The prison store boasted a large selection of food: butter, sausage, cheeses, white rolls, cigarettes, cheap tobacco…
Once established, the prison rations never changed. If a prisoner forgot the day of the week, he could recognize it by the smell of the lunch-time soup or the taste of the only dish served for supper. Pea soup was always served for lunch on Mondays, and supper was wheat kasha. On Tuesdays it was millet soup for lunch and pearl-barley kasha for supper. In six months each prison dish was served exactly twenty-five times. The food of Butyr Prison was famed for its variety.
Anyone who had money could spend at least thirteen rubles four times a month to supplement the watery prison soup and pearl barley (referred to as ‘shrapnel’) with something more tasty, more nutritious, more useful.
Prisoners who didn’t have money could not, of course, make any purchases at all. There were always people in the cell – and not just one or two – who did not have a single kopeck. There might be someone from another city who had been arrested on the street and whose arrest was classified as ‘top secret’. His wife would rush from one prison to another, from one police station to another in a vain attempt to learn her husband’s address. She would take a package from one prison to another; if they accepted it, that meant her husband was alive. If they did not accept it, anxious nights awaited her.

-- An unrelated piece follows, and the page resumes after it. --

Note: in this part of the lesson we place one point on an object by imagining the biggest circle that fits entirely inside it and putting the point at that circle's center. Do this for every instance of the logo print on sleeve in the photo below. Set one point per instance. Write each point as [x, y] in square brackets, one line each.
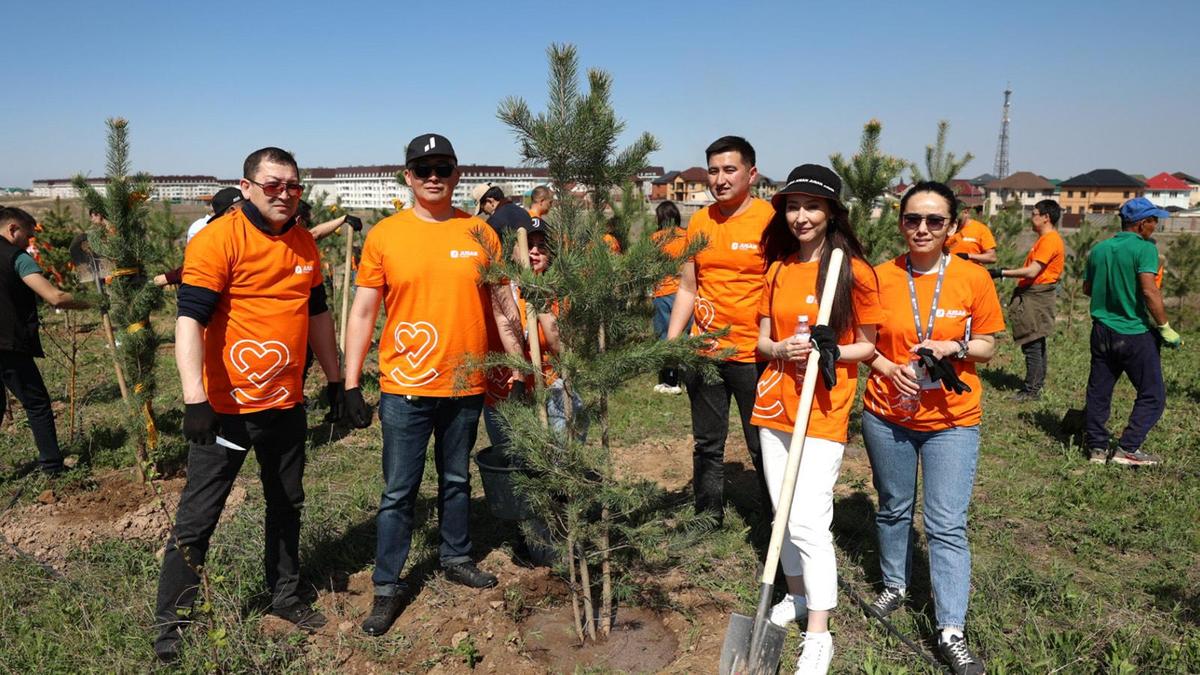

Or the man arrested without money might be the head of a family. Immediately after the arrest they would force his wife, children, and relatives to denounce him. By tormenting him with constant interrogations from the moment of arrest, the investigator would attempt to force a ‘confession’ of an act that the man had never committed. As an additional means of intimidation, aside from threats and beatings, the prisoner might be denied money.

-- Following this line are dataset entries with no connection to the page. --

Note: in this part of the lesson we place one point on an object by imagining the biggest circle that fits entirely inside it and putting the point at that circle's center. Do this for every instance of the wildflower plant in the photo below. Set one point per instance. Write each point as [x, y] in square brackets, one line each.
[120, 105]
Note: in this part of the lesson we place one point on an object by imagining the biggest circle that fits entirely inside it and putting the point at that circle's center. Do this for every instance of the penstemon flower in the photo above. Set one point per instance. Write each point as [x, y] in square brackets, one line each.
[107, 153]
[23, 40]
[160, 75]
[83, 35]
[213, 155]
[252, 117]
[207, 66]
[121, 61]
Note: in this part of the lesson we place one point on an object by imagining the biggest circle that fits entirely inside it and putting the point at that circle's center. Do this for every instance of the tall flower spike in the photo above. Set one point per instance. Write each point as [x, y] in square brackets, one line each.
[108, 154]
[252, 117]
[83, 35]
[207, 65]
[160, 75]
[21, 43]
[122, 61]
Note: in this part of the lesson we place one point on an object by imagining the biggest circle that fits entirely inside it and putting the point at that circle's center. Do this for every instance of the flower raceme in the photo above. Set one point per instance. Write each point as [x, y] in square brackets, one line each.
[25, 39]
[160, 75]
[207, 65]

Relatives and acquaintances were justifiably afraid to go to the prison with packages. Anyone who insisted on having his package accepted or on a search for the missing person would raise suspicion. Undesirable consequences at work or even arrest could result. Such things happened.

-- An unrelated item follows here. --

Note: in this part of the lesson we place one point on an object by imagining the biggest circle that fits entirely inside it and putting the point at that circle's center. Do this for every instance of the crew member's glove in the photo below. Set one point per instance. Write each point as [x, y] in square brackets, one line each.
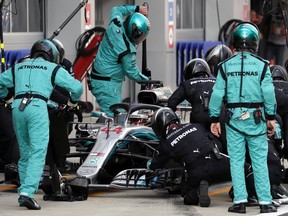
[148, 164]
[8, 101]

There was yet another type of convict without money. Lyonka was in cell 68. He was seventeen years old and came from the Tumsk region of the Moscow Oblast – in the thirties a very rural area. Lyonka was chubby, had a white face and unhealthy skin that had not known fresh air for a long time. Lyonka felt great in prison. He was fed there as he had never been fed in his entire life. Almost everyone treated him to something from the prison store. Instead of home-grown tobacco, he learned to smoke
papirosy
– cigarettes attached to a short cardboard mouthpiece. He was delighted by everything – at how interesting it was here and how nice the people were! This illiterate teenager from the Tumsk Region had discovered an entire world. He considered his case to be some sort of game, a kind of craziness, and he couldn’t have cared less about it. His only worry was how to extend for ever his investigation and his life in this prison where there was so much food and everything was so clean and warm.